If we work day in, day out at a level of consistent output and high stress, we don’t just run the risk of bad quality sleep, but being burnt out too. “You can become chronically stressed which in the long-term can bring a lot of other health complications, both mental and physical, and in serious cases may lead to burnout,” says Dr. Lucy Tinning, a clinical psychologist. “Rossi termed this the Ultradian Stress Response,” she added.
How Do I Do It?
Give your body three or four 15-20 minutes breaks throughout your day to rest, ideally after every 90-120 minutes periods of activity. Use this time to assess how your day is going so far and what you want to achieve moving forward.
Even if you’re working from home, when you’re in back-to-back meetings it might seem impossible to take several 20-minute breaks throughout the day. You’ll be surprised to find that if you really want to commit to it, there’s usually a way to work it in. Build it into your work calendar so people don’t schedule over your time. “It’s about prioritization and simply doing the best we can. If you absolutely can’t afford the 15 minutes, even a couple of minutes of rest can make a difference,” says Dr. Deanna Minich, a nutritionist, researcher and author.
So what actually counts as rest? The key to maximizing these breaks is getting away from devices like your phone or the television. “We are bombarded with the equivalent of 34GB of information each day,” says De Belgeonne.
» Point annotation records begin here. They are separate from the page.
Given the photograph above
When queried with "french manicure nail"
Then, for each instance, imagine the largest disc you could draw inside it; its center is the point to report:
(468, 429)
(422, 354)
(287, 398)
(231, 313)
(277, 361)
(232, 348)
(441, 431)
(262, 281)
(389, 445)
The effect of this information overload is that it interrupts our focus and our ability to truly digest information.
If you have the luxury of being at home with a somewhat flexible schedule, go ahead and take a nap (make sure to cap it at 20 minutes or you’ll feel groggy when you wake up — not energized). But intermittent resting doesn’t just have to be about physical sleep. The key is that you’re doing a mindless task where you don’t have to process new information and limiting your intermittent resting activities to 20 minutes per session.
You can also try to:
- Go for a walk outside (the fresh air and movement is a powerfully restorative combination)
- Walk around the office and catch up with a colleague or friend
- Meditate (you can use an app like Calm that can guide you through a 10-minute session)
- Volunteer to do a coffee run for your co-workers or your partner if you’re working from home
- Wash laundry (though chores like this aren’t our favorite ways to “rest,” as long as it’s a mindless activity, it counts)
- Tidy the bedroom
“Activities that don’t qualify as rest is watching TV or listening to something harrowing on the radio,” says De Belgeonne. The idea is to unplug, if possible. Below, she provides a sample schedule of someone applying intermittent rest to their life:
7 a.m. Wake
9 a.m. Start work
11 a.m. First 20-minute break; take a tea break
1 p.m. Second 20-minute break; get outside and eat lunch
3 p.m. Third 20-minute break; chat with a friend
5:30 p.m. End work
To be realistic, sometimes there’s not much time to step away from your computer with a lot of jobs. “When it comes to being at home and being in meetings, you can adjust the light of our computer screens or the lighting around us to make it softer. You may even want to do audio meetings rather than video to enable ourselves to get a break from screen time and be able to walk around while talking,” says Minich.
To see if it works for you, try it for a month and record both your sleep and productivity in a journal. On that note: Is it time for a quick break?